A repeating theme at Google I/O was not just the integrations of AI, but the responsible use and integration of AI into the services Google is providing. The last thing we need is horde of NS-5’s hunting down humans, controlled by a Google-backed hive mind!!! This has personally filled me with a little more confidence in the AI work that has been going on around me, while I ignorantly go about my daily work and life. I’m aware that I’m probably using AI at least 20 times a day while talking to Google Assistant, Alexa and Siri, not to mention every time I look at my phone, but as a technologist, I have stayed away from wading in the AI waters.
Android 14 was announced, and AI integration continued on in here as well. There have been several tweaks to the UI to make it more customisable, more Material You. A nifty feature that’s been expanded in Android 14 is the Find my device feature, allowing users to find their Pixel Buds using other people’s devices. For example, imagine you just came home from the gym, and you couldn’t find your device. Apart from being annoyed, you could find the Pixel Buds and locate them using any nearby Android devices.

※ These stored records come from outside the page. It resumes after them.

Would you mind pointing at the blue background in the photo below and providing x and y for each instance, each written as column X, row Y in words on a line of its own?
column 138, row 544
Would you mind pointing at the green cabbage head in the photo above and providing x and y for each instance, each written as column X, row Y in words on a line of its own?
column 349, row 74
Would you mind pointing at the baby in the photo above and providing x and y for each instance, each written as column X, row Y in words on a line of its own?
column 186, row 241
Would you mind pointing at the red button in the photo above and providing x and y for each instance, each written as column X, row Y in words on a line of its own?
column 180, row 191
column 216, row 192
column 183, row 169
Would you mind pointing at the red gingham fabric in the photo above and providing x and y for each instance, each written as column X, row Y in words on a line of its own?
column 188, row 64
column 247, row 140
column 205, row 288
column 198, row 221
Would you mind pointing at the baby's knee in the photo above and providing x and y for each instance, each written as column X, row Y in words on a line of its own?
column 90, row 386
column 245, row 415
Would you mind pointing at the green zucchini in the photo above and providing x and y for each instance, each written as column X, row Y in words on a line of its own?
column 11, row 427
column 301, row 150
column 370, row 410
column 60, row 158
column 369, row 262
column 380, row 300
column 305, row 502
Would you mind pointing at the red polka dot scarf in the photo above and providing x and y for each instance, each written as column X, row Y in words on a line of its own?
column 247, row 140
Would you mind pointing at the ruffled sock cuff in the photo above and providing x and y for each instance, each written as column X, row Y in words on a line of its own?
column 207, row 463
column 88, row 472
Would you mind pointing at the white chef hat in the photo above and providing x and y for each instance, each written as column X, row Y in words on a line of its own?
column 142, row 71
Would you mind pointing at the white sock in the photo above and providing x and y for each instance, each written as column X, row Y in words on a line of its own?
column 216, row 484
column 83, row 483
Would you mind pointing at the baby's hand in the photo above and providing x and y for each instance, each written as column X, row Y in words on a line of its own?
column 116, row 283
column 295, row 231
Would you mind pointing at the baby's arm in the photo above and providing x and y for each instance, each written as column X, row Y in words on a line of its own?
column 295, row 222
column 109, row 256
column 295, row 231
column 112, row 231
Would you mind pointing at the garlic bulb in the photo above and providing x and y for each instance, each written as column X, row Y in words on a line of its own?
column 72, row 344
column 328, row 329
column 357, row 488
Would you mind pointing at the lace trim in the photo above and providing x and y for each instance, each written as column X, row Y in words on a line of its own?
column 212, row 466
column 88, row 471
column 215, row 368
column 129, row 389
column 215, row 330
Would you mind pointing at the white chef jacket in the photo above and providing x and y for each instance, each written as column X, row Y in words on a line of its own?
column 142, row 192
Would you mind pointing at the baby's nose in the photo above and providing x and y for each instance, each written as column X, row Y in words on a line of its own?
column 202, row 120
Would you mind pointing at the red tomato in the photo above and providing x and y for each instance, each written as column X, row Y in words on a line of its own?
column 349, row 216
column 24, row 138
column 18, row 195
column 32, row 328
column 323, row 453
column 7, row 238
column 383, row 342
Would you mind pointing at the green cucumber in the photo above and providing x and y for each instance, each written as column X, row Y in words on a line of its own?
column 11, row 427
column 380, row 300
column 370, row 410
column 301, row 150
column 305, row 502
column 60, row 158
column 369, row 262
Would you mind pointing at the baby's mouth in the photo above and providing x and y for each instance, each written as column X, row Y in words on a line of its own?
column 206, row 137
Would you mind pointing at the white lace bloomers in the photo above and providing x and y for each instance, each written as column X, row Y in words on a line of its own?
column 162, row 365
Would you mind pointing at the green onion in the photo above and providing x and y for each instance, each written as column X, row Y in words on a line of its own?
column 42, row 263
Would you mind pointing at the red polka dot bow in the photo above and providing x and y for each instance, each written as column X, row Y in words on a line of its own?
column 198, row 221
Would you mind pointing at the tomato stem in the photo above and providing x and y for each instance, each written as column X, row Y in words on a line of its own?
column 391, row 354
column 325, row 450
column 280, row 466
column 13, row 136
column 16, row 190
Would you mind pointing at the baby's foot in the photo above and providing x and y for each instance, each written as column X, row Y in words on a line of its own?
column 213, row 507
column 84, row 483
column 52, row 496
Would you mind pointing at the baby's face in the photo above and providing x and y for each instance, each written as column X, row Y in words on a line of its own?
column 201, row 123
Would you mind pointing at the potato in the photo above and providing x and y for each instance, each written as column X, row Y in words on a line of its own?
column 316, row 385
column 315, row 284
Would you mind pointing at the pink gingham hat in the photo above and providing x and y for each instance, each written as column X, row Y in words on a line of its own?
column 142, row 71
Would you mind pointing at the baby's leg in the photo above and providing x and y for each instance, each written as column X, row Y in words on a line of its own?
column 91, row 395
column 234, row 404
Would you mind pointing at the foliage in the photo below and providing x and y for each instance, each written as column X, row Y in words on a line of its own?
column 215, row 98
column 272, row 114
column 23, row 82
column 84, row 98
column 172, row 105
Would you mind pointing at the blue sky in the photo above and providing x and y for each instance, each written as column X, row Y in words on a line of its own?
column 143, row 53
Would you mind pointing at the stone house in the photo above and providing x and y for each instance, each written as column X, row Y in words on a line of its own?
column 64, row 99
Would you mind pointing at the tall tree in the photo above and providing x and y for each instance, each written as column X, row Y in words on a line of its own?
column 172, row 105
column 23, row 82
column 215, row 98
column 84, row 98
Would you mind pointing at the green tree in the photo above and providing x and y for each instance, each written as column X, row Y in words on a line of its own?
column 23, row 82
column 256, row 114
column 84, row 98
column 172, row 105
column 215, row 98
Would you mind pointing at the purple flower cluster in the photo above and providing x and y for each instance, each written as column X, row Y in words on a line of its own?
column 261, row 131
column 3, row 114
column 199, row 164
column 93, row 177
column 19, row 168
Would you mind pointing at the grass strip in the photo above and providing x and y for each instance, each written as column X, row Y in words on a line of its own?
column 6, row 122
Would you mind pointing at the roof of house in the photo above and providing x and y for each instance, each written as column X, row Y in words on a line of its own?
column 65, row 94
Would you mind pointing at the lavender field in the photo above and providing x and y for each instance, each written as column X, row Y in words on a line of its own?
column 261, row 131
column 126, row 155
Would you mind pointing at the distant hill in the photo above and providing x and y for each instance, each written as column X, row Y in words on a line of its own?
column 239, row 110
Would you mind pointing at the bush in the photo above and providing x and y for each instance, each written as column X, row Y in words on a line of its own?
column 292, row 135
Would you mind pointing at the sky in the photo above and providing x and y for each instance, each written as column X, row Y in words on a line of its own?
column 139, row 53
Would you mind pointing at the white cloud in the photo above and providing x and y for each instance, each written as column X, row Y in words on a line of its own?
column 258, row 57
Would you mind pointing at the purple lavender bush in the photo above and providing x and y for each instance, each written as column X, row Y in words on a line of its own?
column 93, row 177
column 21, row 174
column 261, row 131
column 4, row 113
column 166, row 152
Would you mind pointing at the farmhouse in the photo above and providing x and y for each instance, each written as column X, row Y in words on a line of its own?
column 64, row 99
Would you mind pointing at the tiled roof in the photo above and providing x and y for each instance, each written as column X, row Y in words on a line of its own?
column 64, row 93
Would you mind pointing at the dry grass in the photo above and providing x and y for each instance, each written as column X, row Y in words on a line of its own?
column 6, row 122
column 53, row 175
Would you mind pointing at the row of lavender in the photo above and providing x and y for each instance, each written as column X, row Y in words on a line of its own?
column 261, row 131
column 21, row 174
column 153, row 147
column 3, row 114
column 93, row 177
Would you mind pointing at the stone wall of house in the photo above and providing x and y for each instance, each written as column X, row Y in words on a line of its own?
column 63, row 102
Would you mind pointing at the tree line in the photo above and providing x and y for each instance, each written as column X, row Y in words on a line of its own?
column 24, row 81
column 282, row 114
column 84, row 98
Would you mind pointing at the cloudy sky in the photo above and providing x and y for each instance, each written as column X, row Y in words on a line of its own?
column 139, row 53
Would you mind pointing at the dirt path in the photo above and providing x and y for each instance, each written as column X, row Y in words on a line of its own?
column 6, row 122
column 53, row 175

Android 14 is currently in Beta, and should be out later this year, coinciding with the release of the next two announcements: the Google Pixel Tablet and Google Pixel Fold!

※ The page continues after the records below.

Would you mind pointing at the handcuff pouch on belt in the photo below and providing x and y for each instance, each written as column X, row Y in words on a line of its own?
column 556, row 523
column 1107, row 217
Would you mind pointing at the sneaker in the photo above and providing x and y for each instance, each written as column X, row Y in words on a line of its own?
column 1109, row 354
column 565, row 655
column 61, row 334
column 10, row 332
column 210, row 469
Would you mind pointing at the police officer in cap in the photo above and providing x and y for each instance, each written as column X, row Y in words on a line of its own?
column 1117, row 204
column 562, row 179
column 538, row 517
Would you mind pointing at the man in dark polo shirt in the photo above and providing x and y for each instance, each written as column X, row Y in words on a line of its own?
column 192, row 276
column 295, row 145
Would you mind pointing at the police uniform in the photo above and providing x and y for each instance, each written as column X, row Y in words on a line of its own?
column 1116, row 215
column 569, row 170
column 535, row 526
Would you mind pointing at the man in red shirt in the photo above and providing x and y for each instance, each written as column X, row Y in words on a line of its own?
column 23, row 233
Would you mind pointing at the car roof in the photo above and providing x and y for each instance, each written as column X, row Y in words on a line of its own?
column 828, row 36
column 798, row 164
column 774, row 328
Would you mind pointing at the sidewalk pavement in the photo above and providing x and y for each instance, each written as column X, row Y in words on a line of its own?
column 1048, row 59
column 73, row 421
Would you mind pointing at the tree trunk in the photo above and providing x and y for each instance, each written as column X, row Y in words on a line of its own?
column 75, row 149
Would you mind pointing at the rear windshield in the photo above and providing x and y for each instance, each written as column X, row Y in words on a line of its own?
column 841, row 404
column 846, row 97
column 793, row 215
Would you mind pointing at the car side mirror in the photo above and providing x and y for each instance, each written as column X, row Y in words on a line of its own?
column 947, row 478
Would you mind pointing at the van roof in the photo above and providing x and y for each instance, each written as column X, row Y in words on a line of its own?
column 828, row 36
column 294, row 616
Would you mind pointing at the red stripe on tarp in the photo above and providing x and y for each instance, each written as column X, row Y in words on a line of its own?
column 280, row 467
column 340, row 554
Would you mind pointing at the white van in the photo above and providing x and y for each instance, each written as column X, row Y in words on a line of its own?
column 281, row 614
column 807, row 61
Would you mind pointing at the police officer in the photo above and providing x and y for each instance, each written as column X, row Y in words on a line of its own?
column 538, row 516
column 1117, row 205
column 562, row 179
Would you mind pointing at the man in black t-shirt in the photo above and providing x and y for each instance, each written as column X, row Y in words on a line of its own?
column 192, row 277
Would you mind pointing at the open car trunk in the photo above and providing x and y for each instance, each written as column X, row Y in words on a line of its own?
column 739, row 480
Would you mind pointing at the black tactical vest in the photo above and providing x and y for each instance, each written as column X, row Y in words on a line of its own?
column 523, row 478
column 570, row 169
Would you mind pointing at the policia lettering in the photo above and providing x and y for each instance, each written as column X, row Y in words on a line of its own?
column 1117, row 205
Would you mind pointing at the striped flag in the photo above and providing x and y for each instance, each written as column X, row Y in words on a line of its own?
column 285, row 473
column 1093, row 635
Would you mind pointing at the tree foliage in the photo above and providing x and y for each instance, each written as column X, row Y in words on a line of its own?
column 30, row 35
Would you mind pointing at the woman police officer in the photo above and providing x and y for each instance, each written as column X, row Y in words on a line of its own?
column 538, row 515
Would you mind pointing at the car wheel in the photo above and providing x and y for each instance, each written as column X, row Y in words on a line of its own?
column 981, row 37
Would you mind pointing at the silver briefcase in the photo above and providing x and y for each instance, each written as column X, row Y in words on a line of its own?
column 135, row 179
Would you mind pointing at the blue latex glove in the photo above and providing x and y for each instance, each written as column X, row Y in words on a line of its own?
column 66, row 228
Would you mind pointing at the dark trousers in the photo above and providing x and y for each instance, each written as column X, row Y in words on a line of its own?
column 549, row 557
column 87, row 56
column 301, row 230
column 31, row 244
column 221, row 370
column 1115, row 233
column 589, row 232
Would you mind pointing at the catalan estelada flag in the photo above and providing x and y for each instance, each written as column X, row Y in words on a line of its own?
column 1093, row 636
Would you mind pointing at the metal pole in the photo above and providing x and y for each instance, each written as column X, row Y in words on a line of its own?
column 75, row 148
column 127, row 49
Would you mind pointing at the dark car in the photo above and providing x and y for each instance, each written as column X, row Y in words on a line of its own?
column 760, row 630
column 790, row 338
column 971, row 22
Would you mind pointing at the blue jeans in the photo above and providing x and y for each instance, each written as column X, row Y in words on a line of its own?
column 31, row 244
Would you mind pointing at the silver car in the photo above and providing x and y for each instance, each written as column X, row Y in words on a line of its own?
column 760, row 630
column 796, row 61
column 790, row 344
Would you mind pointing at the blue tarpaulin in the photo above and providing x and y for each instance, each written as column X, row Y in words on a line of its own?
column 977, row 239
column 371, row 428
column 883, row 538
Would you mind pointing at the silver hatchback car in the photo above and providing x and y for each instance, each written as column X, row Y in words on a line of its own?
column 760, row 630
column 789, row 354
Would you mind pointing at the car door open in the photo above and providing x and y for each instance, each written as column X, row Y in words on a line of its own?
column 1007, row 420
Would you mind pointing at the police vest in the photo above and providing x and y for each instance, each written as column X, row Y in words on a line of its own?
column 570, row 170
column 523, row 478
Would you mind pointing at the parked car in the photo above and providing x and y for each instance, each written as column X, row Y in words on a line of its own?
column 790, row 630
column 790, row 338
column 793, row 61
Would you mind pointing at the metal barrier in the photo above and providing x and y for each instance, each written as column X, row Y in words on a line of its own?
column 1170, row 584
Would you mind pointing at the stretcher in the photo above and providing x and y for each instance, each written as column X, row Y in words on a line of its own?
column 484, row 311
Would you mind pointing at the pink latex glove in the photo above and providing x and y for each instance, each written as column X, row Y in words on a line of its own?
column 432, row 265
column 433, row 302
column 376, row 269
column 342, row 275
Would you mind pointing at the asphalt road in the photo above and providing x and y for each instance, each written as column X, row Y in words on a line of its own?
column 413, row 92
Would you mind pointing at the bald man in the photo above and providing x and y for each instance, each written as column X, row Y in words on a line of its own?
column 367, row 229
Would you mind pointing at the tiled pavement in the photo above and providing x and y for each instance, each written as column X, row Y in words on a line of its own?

The Pixel Tablet is just as the name suggests: a tablet in the Google Pixel family of devices. It looks sweet, coming in a 128Gb and 256Gb options and two colours: Coral (offering both sizes) and Charcoal (only offering 128Gb). It comes with a docking station that acts as a charging dock and an additional speaker. It’s currently available for pre-order, and will start being delivered in the second half of June. Coming in at AU$899 for the 128Gb and AU$999 for the 256Gb models, these are a great deal. An additional case for the tablet can also be attached to the back and doesn’t impact the docking due to a large ring that allows the dock to be placed within the ring and dock in the appropriate location. They’ve really put a lot of thought into this design.
The Pixel Tablet is an 11-inch screen, running the current Google Tensor G2 processor, can pair with Pixel phones and earbuds, has integrated entertainment with Google TV, and will allow you to easily control your home with the Google Home app. One downside is that it doesn’t have mobile connectivity via a SIM or eSIM card, it only has Wi-Fi connectivity. But if you are taking this out and about, you can always tether it to your phone.

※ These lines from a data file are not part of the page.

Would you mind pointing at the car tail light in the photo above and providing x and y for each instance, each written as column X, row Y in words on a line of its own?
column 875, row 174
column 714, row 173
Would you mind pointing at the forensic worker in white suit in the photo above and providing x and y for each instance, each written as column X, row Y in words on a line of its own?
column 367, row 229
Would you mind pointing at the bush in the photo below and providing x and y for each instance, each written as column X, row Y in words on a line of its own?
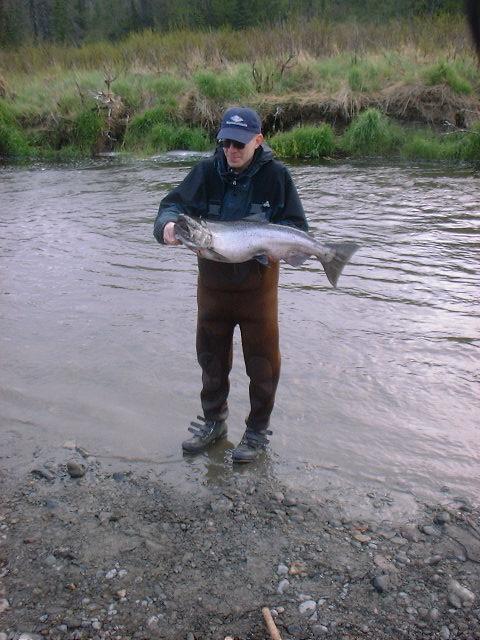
column 371, row 133
column 427, row 147
column 13, row 141
column 443, row 73
column 224, row 87
column 470, row 147
column 87, row 130
column 141, row 126
column 305, row 142
column 165, row 137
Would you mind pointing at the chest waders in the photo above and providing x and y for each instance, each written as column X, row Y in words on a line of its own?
column 245, row 295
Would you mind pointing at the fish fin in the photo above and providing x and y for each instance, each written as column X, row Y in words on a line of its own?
column 341, row 254
column 296, row 259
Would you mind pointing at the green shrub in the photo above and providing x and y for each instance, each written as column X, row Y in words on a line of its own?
column 142, row 125
column 470, row 147
column 129, row 92
column 355, row 79
column 167, row 85
column 165, row 137
column 424, row 146
column 371, row 133
column 223, row 87
column 87, row 129
column 444, row 73
column 305, row 142
column 13, row 141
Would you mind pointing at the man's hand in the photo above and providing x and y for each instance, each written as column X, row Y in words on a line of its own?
column 169, row 234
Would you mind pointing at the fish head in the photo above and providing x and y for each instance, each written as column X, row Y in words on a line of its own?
column 193, row 233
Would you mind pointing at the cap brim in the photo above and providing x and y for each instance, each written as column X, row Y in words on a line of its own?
column 235, row 133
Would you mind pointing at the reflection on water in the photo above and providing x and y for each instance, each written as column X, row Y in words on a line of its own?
column 379, row 377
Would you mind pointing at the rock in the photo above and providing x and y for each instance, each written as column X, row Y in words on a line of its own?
column 221, row 506
column 308, row 606
column 429, row 530
column 295, row 630
column 458, row 593
column 283, row 586
column 361, row 537
column 434, row 615
column 445, row 633
column 410, row 532
column 380, row 583
column 443, row 517
column 297, row 568
column 75, row 469
column 46, row 474
column 319, row 630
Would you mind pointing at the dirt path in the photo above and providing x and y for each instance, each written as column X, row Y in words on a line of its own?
column 124, row 555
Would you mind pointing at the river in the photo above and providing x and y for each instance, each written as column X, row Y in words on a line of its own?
column 379, row 392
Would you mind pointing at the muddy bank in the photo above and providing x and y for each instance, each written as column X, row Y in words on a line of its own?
column 87, row 553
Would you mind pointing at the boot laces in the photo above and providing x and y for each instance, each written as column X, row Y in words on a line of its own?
column 256, row 439
column 202, row 430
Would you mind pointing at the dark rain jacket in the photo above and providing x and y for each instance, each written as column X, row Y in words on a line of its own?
column 263, row 192
column 213, row 191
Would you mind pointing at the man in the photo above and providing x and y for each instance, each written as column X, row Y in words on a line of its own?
column 240, row 181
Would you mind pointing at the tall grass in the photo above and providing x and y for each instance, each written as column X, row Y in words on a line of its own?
column 13, row 141
column 372, row 133
column 195, row 50
column 305, row 142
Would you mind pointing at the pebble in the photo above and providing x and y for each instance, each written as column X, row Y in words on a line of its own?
column 445, row 633
column 75, row 469
column 380, row 583
column 308, row 606
column 410, row 532
column 434, row 614
column 429, row 530
column 319, row 629
column 443, row 517
column 282, row 586
column 46, row 474
column 458, row 594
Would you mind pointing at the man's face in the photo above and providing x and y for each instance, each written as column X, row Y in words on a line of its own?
column 239, row 159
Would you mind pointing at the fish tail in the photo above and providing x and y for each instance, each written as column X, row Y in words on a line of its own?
column 342, row 252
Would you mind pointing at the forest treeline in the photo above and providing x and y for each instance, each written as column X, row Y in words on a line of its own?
column 78, row 21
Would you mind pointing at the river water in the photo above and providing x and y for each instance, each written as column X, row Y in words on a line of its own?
column 379, row 390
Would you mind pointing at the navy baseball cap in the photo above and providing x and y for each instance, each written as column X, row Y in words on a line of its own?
column 241, row 124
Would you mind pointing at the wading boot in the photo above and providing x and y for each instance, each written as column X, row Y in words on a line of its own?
column 251, row 446
column 204, row 434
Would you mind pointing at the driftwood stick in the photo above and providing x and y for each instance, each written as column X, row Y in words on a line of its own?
column 271, row 626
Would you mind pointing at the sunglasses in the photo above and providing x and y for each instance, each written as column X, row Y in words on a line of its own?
column 227, row 143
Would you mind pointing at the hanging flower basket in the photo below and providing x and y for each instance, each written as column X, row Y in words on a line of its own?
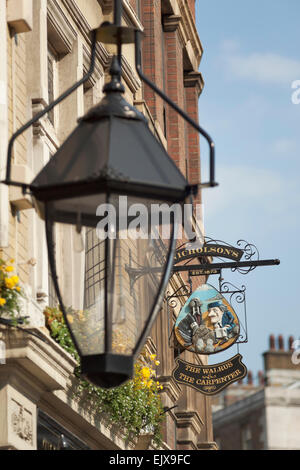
column 10, row 291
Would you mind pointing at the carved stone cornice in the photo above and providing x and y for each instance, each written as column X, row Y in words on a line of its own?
column 194, row 80
column 61, row 34
column 106, row 5
column 171, row 22
column 190, row 38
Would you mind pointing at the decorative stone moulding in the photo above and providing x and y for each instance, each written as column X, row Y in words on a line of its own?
column 19, row 15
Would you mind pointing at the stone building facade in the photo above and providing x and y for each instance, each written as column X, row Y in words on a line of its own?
column 262, row 414
column 45, row 48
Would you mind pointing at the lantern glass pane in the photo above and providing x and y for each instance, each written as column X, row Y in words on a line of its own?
column 111, row 259
column 140, row 250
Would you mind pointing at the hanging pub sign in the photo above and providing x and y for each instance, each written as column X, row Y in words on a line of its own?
column 210, row 380
column 215, row 250
column 207, row 323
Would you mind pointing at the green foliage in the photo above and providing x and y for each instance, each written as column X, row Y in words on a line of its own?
column 10, row 291
column 136, row 405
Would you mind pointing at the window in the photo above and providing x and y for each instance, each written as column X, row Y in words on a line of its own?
column 52, row 83
column 247, row 438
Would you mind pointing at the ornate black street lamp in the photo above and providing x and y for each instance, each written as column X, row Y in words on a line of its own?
column 111, row 158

Speaking of phones, the latest in Google’s offerings is the Google Pixel Fold. This has been years in the making and many would say that Google is late to the party. I say that Google has looked at what other early adopters have done and learned from their mistakes and made just the right kind of foldable device.
Running the same Google Tensor G2 processor, Google have spent a lot of time perfecting Android to run on such a complex device. The 5.8-inch external screen opens up to a 7.6-inch 6:5 ratio foldable screen on the inside, both running at 120Hz for smooth scrolling and video. You can now take selfies using the best camera on the phone, usually the one on the back, and potentially the market, with the 48-megapixel sensor.
The hinge looks very sturdy, and is one of the most durable out in the market, and has an IPX8 rating for water resistance. You can put this in Tabletop mode by folding it slightly and placing it on the table, and you can watch YouTube clips on the upper screen, while the bottom screen has the video controls. Another great feature is the use of both front and inner screens simultaneously when conversing with someone in a foreign language – AI to the rescue again with translations.
The Pixel Fold’s biggest downside is its price and availability. Currently not available in Australia, in the US it is starting at $1799 for this ultra-premium looking device.
Both of these devices will ship with Android 14.
Another interesting Google I/O Keynote has concluded. I hope technologists still have a job in the coming years, with the advancement of AI being so incredible. It’s both exciting and super-scary at the same time. But we are edging closer towards a life like the Jetsons every day.